Dua alis tipis milikmu membentuk kerutan yang sarat akan keseriusan, membiarkan jemari lentik itu mengambang di udara. Keenam dawai yang tadinya saling bergetar teratur menciptakan harmoni mulai terdengar sayup-sayup hingga kemudian berhenti bergetar. Entah, apakah ada nada sumbang lagi yang menyebabkan air mukamu sedemikian seriusnya—aku tak tahu. Yang kutahu hanyalah, iris bening yang biasanya akan berbinar kesenangan milikmu itu telah kehilangan kilaunya—kosong, hampa, tidak dapat kuraih.

***

Pertemuan pertama kita adalah saat seorang pengibar yang berada di sebelah kanan membentangkan kain bendera selebar-lebarnya sebelum menyeru dengan lantang, “bendera siap!” Kemudian, regu koor mulai menyanyikan lagu kebangsaan dengan khidmat. Dan sayup-sayup kutemukan suara paling merdu di antara sekumpulan suara di sana. Ketika aku berjinjit mencari-cari pemilik suara itu, sepasang iris bening milikmu tertangkap oleh mataku. Saat itu, entah mengapa aku merasa sangat yakin kamulah pemilik suara itu. Rasanya seperti aku telah menemukan sebuah intan yang jauh lebih berkilauan di antara tumpukan emas.

Di tahun ajaran kedua, aku tak menyangka dapat menatap sosokmu tengah duduk bertopang dagu—sendirian di pojok kelas. Rambut sebahumu yang berwarna hitam kecokelatan terlihat begitu mencolok di sana. Tanpa ragu, aku melangkahkan kaki ke arahmu. “Hai, aku Gio!”

Dari situ, bagai anak kucing terhadap induknya, aku terus menempelkan diri padamu. Berkali-kali kamu membentak, mengusir, dan mencercaku. Tetapi, lebah tidak akan mengerumuni bunga bila tak ada nektarnya, bukan? Terlebih lagi, aku sering mendapatimu melamun dengan tanganmu yang berhenti di udara—membiarkan dawai-dawaimu berhenti bergetar. Serentetan pertanyaan pun muncul—apa yang kamu pikirkan?; siapa yang ada di pikiranmu?; dan pertanyaan paling aku tidak ingin pikirkan—siapa pun itu, apakah dia orang yang teramat penting bagimu?

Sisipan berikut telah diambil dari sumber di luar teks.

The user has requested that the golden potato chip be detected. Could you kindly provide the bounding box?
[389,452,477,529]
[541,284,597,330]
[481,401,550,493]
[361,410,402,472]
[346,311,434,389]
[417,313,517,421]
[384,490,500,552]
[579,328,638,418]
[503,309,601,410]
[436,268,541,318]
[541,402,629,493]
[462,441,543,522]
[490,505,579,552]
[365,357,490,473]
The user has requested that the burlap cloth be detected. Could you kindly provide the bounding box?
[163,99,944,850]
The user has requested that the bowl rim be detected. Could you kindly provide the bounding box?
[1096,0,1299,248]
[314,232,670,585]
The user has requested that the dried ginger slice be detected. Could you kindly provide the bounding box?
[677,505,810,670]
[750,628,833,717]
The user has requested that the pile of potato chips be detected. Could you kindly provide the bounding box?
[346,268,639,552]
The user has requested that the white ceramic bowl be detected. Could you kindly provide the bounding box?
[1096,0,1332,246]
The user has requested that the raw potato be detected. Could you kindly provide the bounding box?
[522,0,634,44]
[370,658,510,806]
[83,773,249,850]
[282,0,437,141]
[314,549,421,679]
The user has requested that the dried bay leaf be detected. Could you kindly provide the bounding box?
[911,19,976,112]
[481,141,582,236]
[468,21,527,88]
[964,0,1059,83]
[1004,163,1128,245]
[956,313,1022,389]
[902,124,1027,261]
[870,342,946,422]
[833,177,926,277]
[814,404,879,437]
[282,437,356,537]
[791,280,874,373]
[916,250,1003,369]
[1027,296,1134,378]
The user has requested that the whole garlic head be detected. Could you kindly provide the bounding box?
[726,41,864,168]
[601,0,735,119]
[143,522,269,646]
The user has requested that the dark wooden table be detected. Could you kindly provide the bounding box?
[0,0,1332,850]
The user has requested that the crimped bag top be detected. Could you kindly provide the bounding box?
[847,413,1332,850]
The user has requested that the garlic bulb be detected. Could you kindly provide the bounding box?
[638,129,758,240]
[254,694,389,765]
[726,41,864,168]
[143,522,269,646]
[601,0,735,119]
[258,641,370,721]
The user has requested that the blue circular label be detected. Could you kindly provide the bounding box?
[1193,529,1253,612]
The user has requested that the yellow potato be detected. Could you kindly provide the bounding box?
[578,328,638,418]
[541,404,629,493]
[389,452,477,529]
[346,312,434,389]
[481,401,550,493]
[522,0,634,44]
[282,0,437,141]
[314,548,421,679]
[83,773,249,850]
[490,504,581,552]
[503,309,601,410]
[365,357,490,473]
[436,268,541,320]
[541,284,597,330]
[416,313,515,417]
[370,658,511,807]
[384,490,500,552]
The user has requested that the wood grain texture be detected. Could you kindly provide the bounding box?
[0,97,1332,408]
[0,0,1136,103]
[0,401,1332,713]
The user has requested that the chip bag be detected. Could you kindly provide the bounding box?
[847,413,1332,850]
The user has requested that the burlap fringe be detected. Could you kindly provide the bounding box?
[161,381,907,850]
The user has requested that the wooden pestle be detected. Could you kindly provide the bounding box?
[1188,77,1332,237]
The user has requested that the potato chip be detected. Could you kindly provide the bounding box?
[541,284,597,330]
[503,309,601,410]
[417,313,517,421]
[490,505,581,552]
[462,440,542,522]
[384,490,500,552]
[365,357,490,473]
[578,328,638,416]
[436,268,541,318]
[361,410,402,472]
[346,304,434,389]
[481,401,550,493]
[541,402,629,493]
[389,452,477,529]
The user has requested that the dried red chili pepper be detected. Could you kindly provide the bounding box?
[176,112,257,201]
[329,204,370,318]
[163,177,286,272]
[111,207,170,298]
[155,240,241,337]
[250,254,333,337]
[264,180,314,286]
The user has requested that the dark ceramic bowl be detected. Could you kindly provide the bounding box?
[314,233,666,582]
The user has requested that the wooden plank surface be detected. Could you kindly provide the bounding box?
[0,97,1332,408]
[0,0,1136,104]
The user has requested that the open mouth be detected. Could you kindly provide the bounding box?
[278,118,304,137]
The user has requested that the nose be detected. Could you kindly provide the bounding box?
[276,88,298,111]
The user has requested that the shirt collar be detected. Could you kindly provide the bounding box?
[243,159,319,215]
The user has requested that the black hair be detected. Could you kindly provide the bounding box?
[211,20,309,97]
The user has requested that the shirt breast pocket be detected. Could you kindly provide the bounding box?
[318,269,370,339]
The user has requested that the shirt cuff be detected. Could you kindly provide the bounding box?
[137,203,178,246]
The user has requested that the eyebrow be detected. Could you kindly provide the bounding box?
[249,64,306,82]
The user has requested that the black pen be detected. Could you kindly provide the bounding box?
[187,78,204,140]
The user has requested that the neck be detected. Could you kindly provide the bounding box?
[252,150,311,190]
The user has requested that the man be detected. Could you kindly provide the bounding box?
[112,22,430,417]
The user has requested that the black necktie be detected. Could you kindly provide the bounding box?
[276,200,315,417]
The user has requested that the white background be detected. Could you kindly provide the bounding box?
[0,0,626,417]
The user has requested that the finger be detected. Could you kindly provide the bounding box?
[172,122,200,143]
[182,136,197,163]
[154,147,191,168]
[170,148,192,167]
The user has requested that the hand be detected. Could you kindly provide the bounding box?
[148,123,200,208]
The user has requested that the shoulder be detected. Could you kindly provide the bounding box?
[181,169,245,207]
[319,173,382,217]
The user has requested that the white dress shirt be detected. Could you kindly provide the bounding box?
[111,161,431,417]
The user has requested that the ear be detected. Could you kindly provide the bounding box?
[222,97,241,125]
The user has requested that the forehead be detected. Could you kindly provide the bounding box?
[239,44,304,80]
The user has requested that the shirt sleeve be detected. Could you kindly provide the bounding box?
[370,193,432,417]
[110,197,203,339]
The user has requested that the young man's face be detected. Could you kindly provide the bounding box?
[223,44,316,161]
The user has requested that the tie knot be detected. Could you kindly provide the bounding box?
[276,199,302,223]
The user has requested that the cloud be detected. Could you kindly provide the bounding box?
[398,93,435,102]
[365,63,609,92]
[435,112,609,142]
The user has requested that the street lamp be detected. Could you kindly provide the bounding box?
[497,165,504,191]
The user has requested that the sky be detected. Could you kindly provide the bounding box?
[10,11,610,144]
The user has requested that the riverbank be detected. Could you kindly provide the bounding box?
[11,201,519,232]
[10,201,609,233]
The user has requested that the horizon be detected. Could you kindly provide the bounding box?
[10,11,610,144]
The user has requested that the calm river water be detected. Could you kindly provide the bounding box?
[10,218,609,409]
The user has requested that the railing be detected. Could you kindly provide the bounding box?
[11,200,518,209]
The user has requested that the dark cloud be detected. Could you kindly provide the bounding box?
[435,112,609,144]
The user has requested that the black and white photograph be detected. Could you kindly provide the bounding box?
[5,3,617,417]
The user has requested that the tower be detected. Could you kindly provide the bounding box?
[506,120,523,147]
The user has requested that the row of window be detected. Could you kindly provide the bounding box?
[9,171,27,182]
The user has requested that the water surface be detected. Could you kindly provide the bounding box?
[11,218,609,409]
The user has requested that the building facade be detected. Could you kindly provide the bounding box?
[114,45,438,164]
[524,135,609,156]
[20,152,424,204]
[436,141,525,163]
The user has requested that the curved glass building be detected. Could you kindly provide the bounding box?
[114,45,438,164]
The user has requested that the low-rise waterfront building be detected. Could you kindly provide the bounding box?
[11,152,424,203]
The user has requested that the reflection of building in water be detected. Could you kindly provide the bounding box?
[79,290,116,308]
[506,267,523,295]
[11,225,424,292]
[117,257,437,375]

Ketika tiba saatnya jam pelajaran Seni Musik, orang pertama yang menunjukkan antusiasmenya adalah dirimu. Lenganmu menarik leher gitar akustik sesegera mungkin sebelum kemudian menghambur keluar kelas menuju ruang musik, tempat favoritmu. Setelah hampir satu semester lengket, aku jadi tahu ketertarikan, kesukaan, dan kecintaanmu terhadap duniamu. Dan perlahan tapi pasti, kamu mulai menerima keberadaanku. Pada akhirnya, aku tak dapat menyuarakan pertanyaan-pertanyaanku sebelumnya—semua kubiarkan tidak terjawab. Bukankah begini saja sudah bagus?

Jika orang-orang lain memanggilku idiot, kamu mulai menyebutku dengan muse setelah kamu sepenuhnya menerima keberadaanku—kurasa. Aku yang tidak tahu menahu hanya merengut tidak terima, mengira kamu menyamakanku dengan seekor tikus—sebelum kutahu bahwa itu adalah mouse. Dari sana, kusimpulkan istilah muse adalah jabatan spesial yang kamu berikan padaku. Dan hal terpenting dari yang paling penting sekalipun, aku tidak lagi melihatmu melamun—tidak akan kubiarkan tatapan kosong hinggap lagi di paras cantikmu.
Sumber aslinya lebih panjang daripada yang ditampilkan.